Notes on Coursera’s Functional Programming Principles in Scala

martin

I’ve just concluded the Functional Programming Principles in Scala class offered by École Polytechnique Fédérale de Lausanne through Coursera. The lecturer is Martin Odersky, the creator of the language. The course is very easy and lasts 4 weeks.

In this post I’ll write down my notes from a perspective of someone who knows basic Java and functional programming, that is, this will cover mostly syntax.

The first thing we need to do is install the Java compiler version 1.8.*, by downloading the latest SDK. Then we download sbt, the Scala Build Tool, which is a framework that handles compiling, testing (similar to Java’s Ant and Maven) and also offers a console (REPL).
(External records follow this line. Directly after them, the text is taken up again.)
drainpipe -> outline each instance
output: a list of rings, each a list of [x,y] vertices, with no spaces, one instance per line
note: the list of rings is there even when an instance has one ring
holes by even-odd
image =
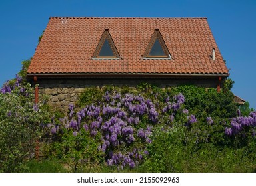
[[[35,104],[38,104],[38,85],[37,85],[37,76],[34,76],[34,83],[35,86]]]
[[[38,104],[38,85],[37,85],[37,78],[34,76],[34,83],[35,83],[35,104]],[[39,140],[35,140],[35,158],[38,161],[39,159]]]
[[[218,86],[217,87],[217,92],[219,92],[221,91],[221,77],[219,77],[218,78]]]

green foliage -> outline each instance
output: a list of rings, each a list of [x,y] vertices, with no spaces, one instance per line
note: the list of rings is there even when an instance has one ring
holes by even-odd
[[[58,159],[46,159],[42,161],[31,160],[25,164],[27,173],[66,173],[67,170],[64,168]]]
[[[231,90],[233,88],[233,84],[235,83],[231,79],[226,79],[224,82],[224,90]]]
[[[30,60],[23,60],[21,64],[22,64],[22,68],[21,70],[19,72],[18,74],[19,76],[21,76],[23,80],[25,80],[27,78],[27,69],[29,67],[29,64],[31,62],[31,59]],[[26,81],[24,81],[25,83]]]
[[[30,84],[0,94],[0,171],[19,171],[35,154],[35,141],[43,135],[40,125],[49,121],[47,110],[35,106]]]
[[[170,94],[181,93],[185,97],[185,107],[197,118],[207,117],[223,120],[237,115],[237,107],[234,102],[234,95],[231,91],[218,93],[214,88],[206,90],[193,85],[179,86],[169,91]]]
[[[185,142],[186,141],[186,142]],[[184,128],[155,131],[143,172],[255,172],[255,146],[234,149],[195,143]]]
[[[245,102],[243,104],[239,105],[238,108],[240,110],[241,116],[249,116],[249,114],[254,110],[253,108],[250,108],[250,104],[248,102]]]

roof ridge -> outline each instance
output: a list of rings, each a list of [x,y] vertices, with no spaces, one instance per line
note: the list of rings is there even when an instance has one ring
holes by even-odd
[[[50,17],[50,19],[207,19],[207,17]]]

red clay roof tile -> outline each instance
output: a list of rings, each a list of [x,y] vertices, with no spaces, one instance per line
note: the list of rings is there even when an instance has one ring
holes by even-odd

On mac we can get sbt via brew (0.13.8)

brew install sbt

The recommended project organization is similar to Maven’s but having separate directories for Java and Scala:

<project>
  src/
    main/
      resources/
      java/
      scala/    
    test/
      resources/
      java/
      scala/
  target/
  build.sbt

The target subdirectory is for the output of generated files.

The build definition file is named build.sbt and is located at the top level directory. For the sake of this introduction, we’ll use two tools to test and run the code: sbt‘s console and a basic skeleton for running code in a file (for larger programs). The skeleton is a scala file located in /src/main/scala/Example.scala:

object Example extends App {
  println("hello world");

  // We'll add example code down here
}

and in sbt we can just do:

> run
hello world

Don’t worry about object and App. We’ll cover them later. Like in JavaScript, semi-colons to end expressions are optional and there’s no consensus on whether to always use them or only in the rare cases they’re actually needed. In this post, I’ll omit them for simplicity though in practice my personal preference is to always use semi-colons.

Variables

There are 3 ways to define a variable, def, val and var. The difference between val and var is simple: a variable declared using val cannot be reassigned whereas if it is declared with var it can (note that if a val variables points to a mutable object, the object itself can be modified). We should use val whenever possible because it makes it easier to reason about code.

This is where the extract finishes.